Monday, December 15, 2008

The Legacy of George W. Bush



President Bush is likely to go down in history as one of America’s worst presidents. The main basis for such a judgment will probably be his miscalculations about the Iraq war and stubborn persistence in pursuing it. There are, however, other factors that will weigh against Bush. One will be Bush’s indifference to the growing recession that has engulfed the nation. On December 2, 2008, the National Bureau of Economic Research confirmed that the country has been in a recession since December 2007. It seems that everybody knew about it except Bush and his befuddled Administration.

In 2006, when Bush was bragging about the “booming economy,” I wrote a commentary in which I said: “If you live in the Miami Valley of Ohio and you have watched the collapse of the Delphi Corporation, the hobbling of General Motors, the rise in gas prices, the cuts in jobs, the cuts in wages, the abolition of pensions, the removal of or reduction in health insurance coverage, the increase in adjustable mortgage rates, and the increase in mortgage foreclosures, you probably don’t feel that the ‘booming economy’ is happening here. That is because the booming economy is an illusion.” Because of Bush’s opacity to the gathering clouds of recession, he and his administration failed to take action that might have eased or averted the calamity we now face.

Throughout 2007 and 2008 Bush continued to claim that the fundamentals of our economy were strong. As late as September 2008, Bush declared that the U.S. economy was healthy enough to withstand “the adjustments that are taking place” in the financial markets.

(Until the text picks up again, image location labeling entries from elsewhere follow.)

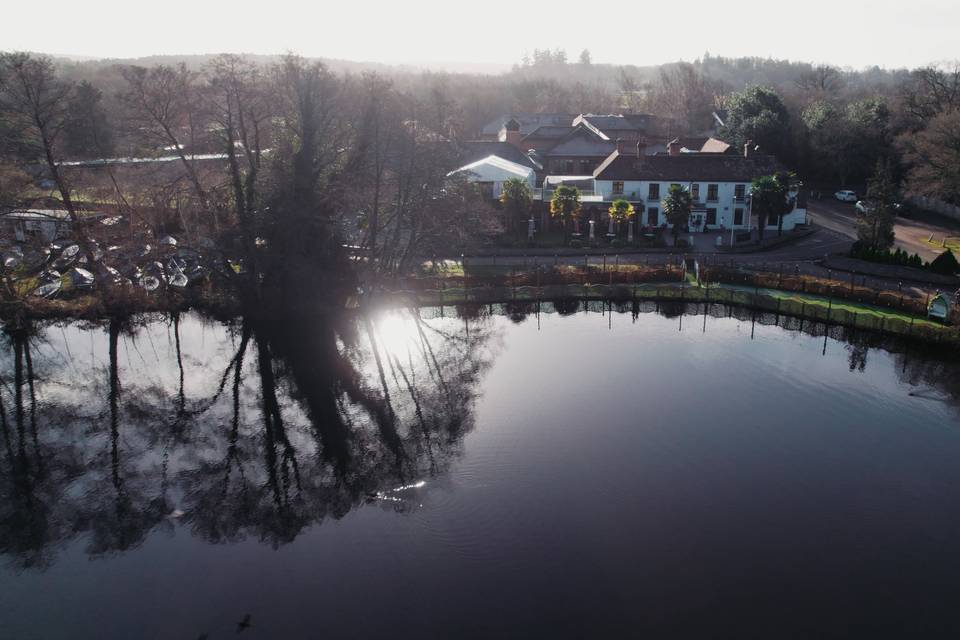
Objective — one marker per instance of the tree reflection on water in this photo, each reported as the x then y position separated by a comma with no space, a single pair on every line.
250,430
114,431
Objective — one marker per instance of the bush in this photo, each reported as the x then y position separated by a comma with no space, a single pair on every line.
945,263
885,256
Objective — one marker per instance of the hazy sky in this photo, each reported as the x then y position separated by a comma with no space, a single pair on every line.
857,33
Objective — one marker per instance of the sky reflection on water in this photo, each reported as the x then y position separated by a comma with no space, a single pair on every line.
476,475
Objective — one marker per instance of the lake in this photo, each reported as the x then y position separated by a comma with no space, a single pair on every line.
578,470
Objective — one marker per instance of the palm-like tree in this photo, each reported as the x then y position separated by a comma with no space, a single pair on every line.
517,199
620,210
677,207
769,196
565,203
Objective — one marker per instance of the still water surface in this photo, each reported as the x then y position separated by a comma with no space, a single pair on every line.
578,475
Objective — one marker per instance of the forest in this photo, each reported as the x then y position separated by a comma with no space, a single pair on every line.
279,163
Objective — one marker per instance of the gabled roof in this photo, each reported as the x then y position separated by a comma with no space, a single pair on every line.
715,145
527,121
582,141
550,131
687,167
496,169
474,150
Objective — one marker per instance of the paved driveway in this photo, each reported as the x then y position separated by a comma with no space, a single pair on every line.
911,232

Also in September 2008, White House spokeswoman Dana Perino said: “I will tell you that our—from what I understand from the experts, that our economy has the strength to be able to deal with these shocks.”

It has always been a cardinal principle of the right-wing conservatives surrounding Bush that we should leave the markets alone to work-out their problems and that federal intervention in the economy is wrong. The result of that benighted concept is that Bush let things go until they were completely out of hand.

In 2005, faced with signs that the housing market was in serious trouble, bank regulators proposed new guidelines for banks writing risky mortgage loans. Regulators advised banks that no-down-payment, interest only, and low monthly payment or “option ARM” mortgages were often inappropriate for buyers with bad credit. The proposed regulations would have required banks to increase efforts to verify that buyers actually could afford the houses being bought. Banks that bundled the mortgages for investment were told to be sure investors knew exactly what there were buying.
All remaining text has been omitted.